Minister for Communications Alex White, the Labour Party's director of elections, said there is "no constraint and there absolutely will be no constraint on any church in respect of what it teaches".

“The Catholic church and Catholic teaching has been taught in our schools for decades, in circumstances where the Constitution has changed to accommodate divorce, in circumstances where contraception was introduced a generation ago,” Mr White said.

“The Catholic church still maintains a very strong position against many of these changes in civil society and changes in the Constitution and in our laws and I have never heard anybody saying that they were constrained in any way to continue to teach the basic principles of the Catholic church.”

Other religions, as well as Catholicism, can “co-exist with a strong civil society”, he said.

Constitutional recognition

Ms Healy also said the No side’s proposal for constitutional recognition for same-sex couples if the referendum is defeated “rings hollow”.

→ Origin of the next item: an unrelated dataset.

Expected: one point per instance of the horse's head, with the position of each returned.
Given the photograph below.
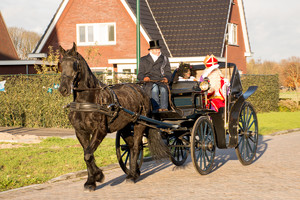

Ms Healy said: “To be suggesting three or four days out from the poll itself that a group of organisations and individuals who have persistently voted against and denigrated civil partnership when it came, that now they suddenly [have] taken up a new found interest in protecting the rights of same-sex couples, to be honest, it just rings quite hollow.

“What people are being asked to vote on on Friday is to include same-sex couples into the same institution that all other people can enter. And really trying to promote the continuation of segregation of same-sex couples and opposite-sex couples is in no one’s interest. And inserting something like that into the Constitution - I don’t think Irish people would have that.”

Mr White said turnout will be crucial on Friday.

“The question is the turnout on Friday, and who turns out,” Mr White said.

“I think that is critically important. We’re saying to Yes people: if you support this, we want you to vote for it.”

He also said he is “hopeful” the proposition will pass.

“I think what the opinion polls tell you is the public opinion has swung, I think, quite strongly in favour of this proposition but that masks the whole issue of turnout.”